A True Love Language

Cypress teen develops app to communicate with non-verbal sister

Article by Stephanie Parnell

Photography by Shannon Raske

Originally published in Cypress Lifestyle

Archer Calder could never communicate with his only sister. Della Calder has a rare genetic condition called Bainbridge-Ropers syndrome, which affects her ability to move, eat, and use verbal communication. Della had always used hand signals and short sounds to communicate with her family members and caregivers. She’d also been introduced to augmentative and alternative communications (AAC), but her family had never been truly satisfied with the results.

“I've always had an amazing relationship with my sister Della. Even with her disability, I still feel like we have a really good connection and relationship,” said Archer. “We actually used to eat lunch together every day when we both went to Cypress Woods high school which was really nice, and I would spend a lot of time volunteering in her class.”

With the insufficient results that ACC provided Della, Archer decided to take matters into his own hands. He developed an application called FreeSpeech because he realized that AAC could be better utilized in Della's life.

“She'd have a bunch of words from school loaded on her device but nothing she actually wanted to talk about, so seeing that showed me there was definitely a need for a more usable app that can connect more people to the words they use every day,” said Archer. “Also seeing my parents pay so much money for AAC over the years really inspired me to create FreeSpeech as I believed very strongly that though it was amazing that my parents made the sacrifice to buy those AAC products, no other family should have to do the same.”

The app, which has been out for about a year and has undergone a number of iterations, is free for anyone to use at any time. Della uses FreeSpeech for things like asking for snacks, asking for Starbucks or McDonalds, and she even uses it to talk about her favorite shows and movies. She likes to talk about her friends and sometimes just has conversations with Archer or other family members.

“She will just randomly use the app to speak about something and I will just talk back to her,” remarked Archer. “It's really amazing because that is something that she was never able to do before so easily.”

Archer has always been interested in computers, and using computers to create things digitally. Early in elementary school, he dabbled in digital music production and experimented with digital art and game design when he was in middle and high school. He was captivated by coding and computer language early on, so creating an app like FreeSpeech was right up his alley.

“I got the idea for FreeSpeech when I was 15 or 16 while out getting lunch with my parents,” said Archer. “I basically just got the idea that I could use my passion for programming to help people and change lives which was really edifying for me to consider at the time and it still is of course.”

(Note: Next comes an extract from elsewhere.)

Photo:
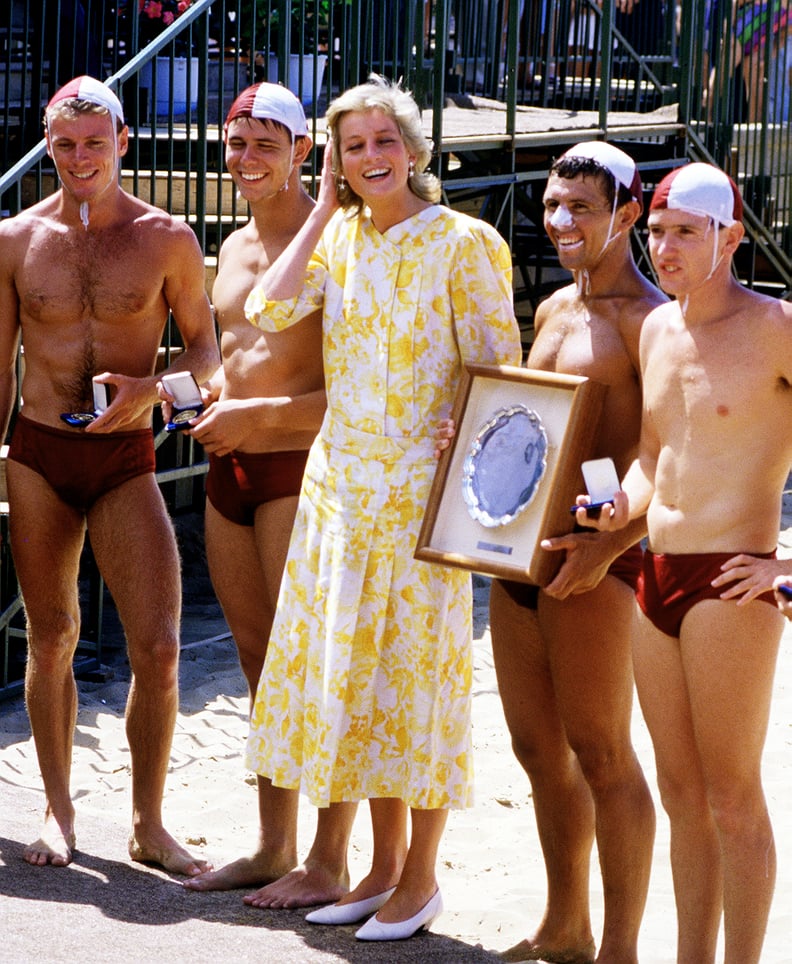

Archer has more future plans for FreeSpeech too, as well as interests in developing other applications, such as creating a suite of products to try and create better AAC services for everyone. For example, he wants to create an app that allows people to read books in an AAC-like interface, so his sister could read her favorite storybooks out loud with big images and lots of accessibility options. With his impressive technology acumen and work ethic, he’s likely to accomplish his goals.

“I want people to know that Della, and anyone else who struggles with disabilities, are regular people like anyone else and they deserve the help and attention we afford to people who are not disabled or who maybe have less visible disabilities,” said Archer. “That's why I think technology-related accessibility is important because everyone deserves the ability to enjoy technology. As for me, I'm just a regular guy who enjoys software development and digital activism.”